O sistema de proteção ainda garante que os estudantes de escolas militares tenham computado o tempo de serviço desde o primeiro dia, e o atendimento à saúde prossiga até o fim da vida. Já os filhos dos militares desfrutam de regras privilegiadas para ingressarem nessas escolas militares.
“De fato, os militares contam com um sistema de proteção trabalhista, social e previdenciário que não está disponível para a maioria dos cidadãos e civis brasileiros. Nem mesmo os do setor formal da economia ou membros civis da burocracia pública”, constata o cientista político.
“Privilégios foram reafirmados e ampliados nas reformas previdenciária e trabalhista. Desde então os militares têm acumulado saldos e soldos e têm sido agraciados com mais e novas benesses pelo governo Bolsonaro”, prossegue Nozaki, lembrando que, entre os servidores públicos, os militares são os que custam mais caro para a Previdência.
“Apesar disso, a reforma da previdência militar sancionada em 2019 deu mais vantagens a essa categoria”, ressalta o cientista político. Enquanto trabalhadores da iniciativa privada se aposentarão com a média dos salários da ativa, militares terão salário integral. Além disso, não cumprirão idade mínima obrigatória, enquanto o trabalhador comum terá que atuar até os 65 anos.
Para Nozaki, não é mais possível isentar as alas militares da responsabilidade e da cumplicidade com o desastre protagonizado por Bolsonaro. O exemplo mais emblemático na desmistificação da suposta aura de competência política, intelectual e administrativa dos militares, diz ele, é o ex-ministro da saúde general Eduardo Pazuello.

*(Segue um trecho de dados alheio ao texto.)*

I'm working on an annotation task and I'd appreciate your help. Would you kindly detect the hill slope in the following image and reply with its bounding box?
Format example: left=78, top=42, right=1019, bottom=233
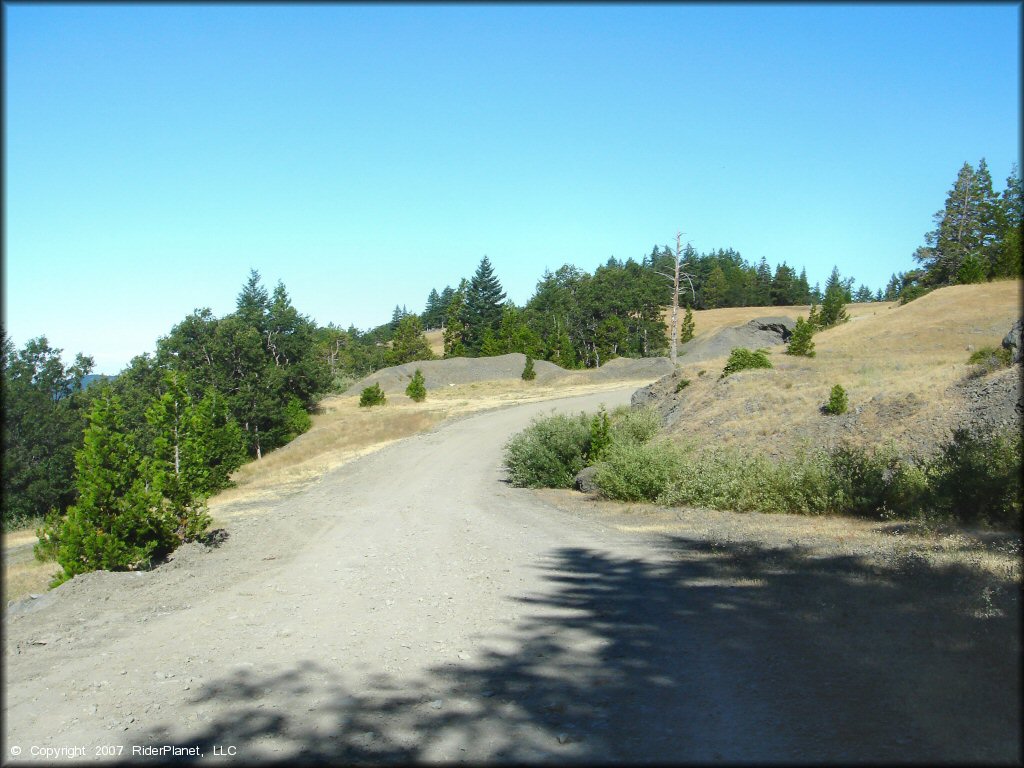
left=639, top=281, right=1021, bottom=455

“Em um período marcado pela intensa presença de militares na administração pública federal, é importante que o conjunto da sociedade civil possa ter conhecimento dos espaços ocupados pela farda no atual governo, tanto para avaliações positivas quanto para avaliações negativas de suas gestões”, recomenda o pesquisador. “Um debate mais transparente e menos mistificado sobre a questão militar é importante para o Brasil.”